Subscribers to BT Mobile had unlimited access to BT Wi-Fi, regardless of the data allowance in their contracts. Connection to BT Wi-Fi could be made through a web browser or the dedicated BT Wi-Fi application.

===BT Mobile App===
The BT Mobile app allows subscribers to keep on top of their contract allowance, allowing them to see their minutes, texts and remaining data allowance. The app also shows out-of-contract spending, details of the subscribers' contract and information on data roaming.

==Services==

===Network===
BT Mobile offered 4G as standard to all customers at no extra cost and in order to benefit from 4G speeds, a 4G-ready phone is required. However, customers in areas with no 4G coverage or without a 4G-ready phone could previously connect via the 3G and 2G networks.
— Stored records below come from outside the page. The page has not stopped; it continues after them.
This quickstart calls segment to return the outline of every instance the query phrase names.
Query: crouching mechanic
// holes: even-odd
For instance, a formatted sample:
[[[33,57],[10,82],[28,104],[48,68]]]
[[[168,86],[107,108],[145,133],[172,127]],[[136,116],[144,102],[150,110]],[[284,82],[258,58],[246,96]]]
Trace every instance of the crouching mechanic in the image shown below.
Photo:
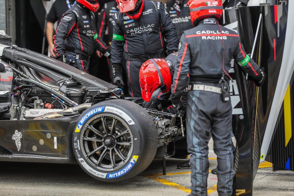
[[[262,85],[265,75],[246,54],[238,35],[219,24],[221,0],[190,0],[188,5],[195,27],[185,31],[181,38],[171,98],[175,109],[181,109],[180,98],[189,73],[186,127],[188,150],[192,154],[191,195],[207,195],[211,132],[217,156],[218,195],[231,195],[235,175],[232,109],[226,78],[230,78],[232,57],[257,86]]]
[[[124,50],[128,56],[126,69],[130,85],[129,92],[133,97],[141,97],[139,72],[141,66],[149,59],[165,57],[165,39],[168,54],[176,51],[177,33],[160,2],[149,0],[116,0],[116,2],[120,13],[114,14],[112,22],[111,61],[113,82],[121,87],[124,85],[121,73]]]
[[[88,72],[90,56],[96,49],[110,57],[110,48],[98,37],[93,12],[97,0],[77,0],[63,15],[53,36],[55,57]]]
[[[165,60],[154,58],[148,60],[141,66],[139,77],[142,97],[145,101],[142,106],[144,108],[155,109],[175,114],[172,106],[167,105],[166,104],[171,94],[174,66],[177,56],[178,53],[175,52],[168,56]],[[187,86],[188,78],[187,77]],[[184,90],[184,94],[181,99],[184,111],[186,110],[187,92],[187,89]],[[175,145],[176,149],[187,150],[187,149],[182,149],[183,147],[177,148],[176,143]],[[191,168],[189,160],[178,164],[177,166],[179,169]]]

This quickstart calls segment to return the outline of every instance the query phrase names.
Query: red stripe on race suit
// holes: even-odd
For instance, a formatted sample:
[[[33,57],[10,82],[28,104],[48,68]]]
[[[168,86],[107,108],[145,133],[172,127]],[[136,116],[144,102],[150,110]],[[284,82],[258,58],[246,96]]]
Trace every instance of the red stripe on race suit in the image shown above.
[[[133,88],[132,88],[132,83],[131,83],[131,74],[130,72],[130,61],[129,61],[129,79],[130,80],[130,85],[131,85],[131,90],[132,91],[132,95],[133,97],[134,96],[134,93],[133,92]]]
[[[125,40],[126,40],[126,52],[128,52],[128,42],[126,41],[126,36],[124,35],[123,35],[123,37],[125,38]]]
[[[244,52],[244,51],[243,51],[243,50],[242,49],[242,46],[241,45],[241,43],[240,42],[239,42],[239,47],[240,48],[240,51],[242,54],[242,55],[243,55],[243,56],[244,58],[245,58],[246,57],[246,55],[245,55],[245,53]],[[253,71],[253,72],[254,72],[254,74],[258,76],[258,74],[256,72],[256,71],[255,70],[253,69],[253,67],[252,66],[252,65],[251,65],[251,63],[250,62],[248,62],[248,65],[249,65],[249,66],[250,67],[250,68],[251,68],[251,70]]]
[[[162,43],[162,39],[161,38],[161,29],[160,29],[160,25],[159,25],[159,36],[160,37],[160,42],[161,43],[161,48],[163,47],[163,44]]]
[[[99,44],[100,44],[100,45],[101,45],[101,46],[102,46],[102,47],[103,48],[104,48],[104,49],[107,49],[107,48],[105,46],[104,46],[103,45],[103,44],[102,44],[102,43],[101,43],[101,42],[100,42],[100,41],[98,39],[96,39],[96,40],[96,40],[96,41],[97,41],[97,42],[98,42],[98,43],[99,43]]]
[[[187,52],[187,49],[188,48],[188,43],[186,43],[185,44],[185,49],[184,49],[184,53],[183,54],[183,56],[182,57],[182,59],[181,61],[180,61],[180,65],[179,68],[179,71],[178,72],[178,74],[177,75],[177,78],[175,79],[175,89],[174,89],[174,93],[175,92],[175,90],[177,88],[177,86],[178,85],[178,82],[179,81],[179,77],[180,76],[180,73],[181,72],[181,70],[182,70],[182,66],[183,65],[183,62],[184,62],[184,59],[185,59],[185,57],[186,55],[186,53]]]
[[[278,22],[278,6],[274,6],[274,9],[275,12],[275,24]]]
[[[273,53],[274,55],[275,60],[276,60],[276,39],[273,39]]]
[[[58,31],[58,27],[59,27],[59,25],[60,24],[60,23],[61,22],[61,21],[62,20],[63,18],[62,18],[60,20],[60,21],[59,22],[59,24],[58,24],[58,26],[57,26],[57,28],[56,29],[56,31],[55,31],[55,35],[53,36],[53,39],[54,40],[54,52],[55,52],[55,53],[57,53],[57,51],[56,51],[56,44],[55,44],[55,42],[56,41],[56,39],[55,39],[55,36],[56,35],[56,34],[57,33],[57,31]],[[58,53],[57,53],[56,54],[56,55],[57,56],[58,56]]]
[[[160,97],[160,96],[161,95],[161,94],[162,94],[162,92],[160,92],[160,93],[159,93],[159,95],[158,95],[158,96],[157,97],[157,99],[159,99],[159,97]]]
[[[202,37],[202,36],[228,36],[229,37],[239,37],[239,36],[234,34],[198,34],[197,35],[190,35],[185,36],[186,38]]]
[[[85,68],[84,67],[84,63],[83,63],[83,61],[81,60],[80,60],[81,61],[81,64],[82,66],[82,68],[83,68],[83,70],[84,70],[84,72],[85,72],[86,71],[85,70]]]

In 2024, BT Group completed the shutdown of its 3G mobile network across the UK via EE, as part of a wider transition toward 4G and 5G technologies.

====Coverage====
As BT Mobile used the EE network, its 4G network reached more than 95% of the UK population while its 3G network reached 98% and 2G network reaches 99%, as of 2016.

====Extra Speed 4G====
On 3 February 2016, BT announced a new add-on service called Extra Speed 4G for BT Mobile customers, allowing them to access even faster upload and download speeds than standard 4G, provided they are in an Extra Speed 4G area. The speeds can reach a maximum of up to 60 Mbit/s and the service costs £4 a month and is a 30-day rolling contract, which means customers won't be tied in for 12 months. The speed will vary on a day-to-day basis and depends on various things such as coverage, distance from the mast, the number of people using the network and the type of 4G phone you have, as well as whether you're indoors or in a densely populated area.

====Wi-Fi calling====
BT introduced Wi-Fi Calling on 29 March 2018, which allows customers to use Wi-Fi to call and text in areas with poor or no signal, and will come out of their monthly minutes and texts allowance or at the normal network rate, with no extra charge. It works on any Apple handset from iPhone 5S onwards and certain Android handsets bought from BT Mobile. For existing customers, BT's 'My BT' and BT Mobile app offer the ability to check phone compatibility. The phone's software must be updated to take benefit of the service, minimum iOS 11.3 or later for Apple handsets.

====4G calling====
BT introduced 4G calling (VoLTE) on 29 March 2018, which allows customers to make calls over 4G and can continue to use 4G data as they talk. It works on any Apple handset from iPhone 6 onwards and certain Android handsets bought from BT Mobile. For existing customers, BT's 'My BT' and BT Mobile app offer the ability to check phone compatibility. The phone's software must be updated to take benefit of the service, with a minimum of iOS 11.3 or later for Apple handsets.

===Voicemail===
BT Mobile automatically diverted all unanswered calls to voicemail. Customers received a text from BT when a voicemail is left. It used the same voicemail code (1571) as BT's fixed lines.

===Parental controls===
BT Mobile offered free parental controls to limit what a user can access via the internet such as blocking inappropriate content.

===Brand transition to EE===
In April 2022, BT Group announced plans to turn the EE brand which BT acquired in January 2016, into their main “flagship brand” for their consumer Business. As part of this plan, BT mobile stopped accepting new customers in October 2023, with BT mobile products gradually being withdrawn over this period. Existing customers must transfer to EE to start a new contract, but active customers outside of contract remain on the BT mobile brand at time of writing. The brand will remain operational for business customers.

In May 2026, BT announced BT mobile was returning for retail customers with the transition to EE shelved.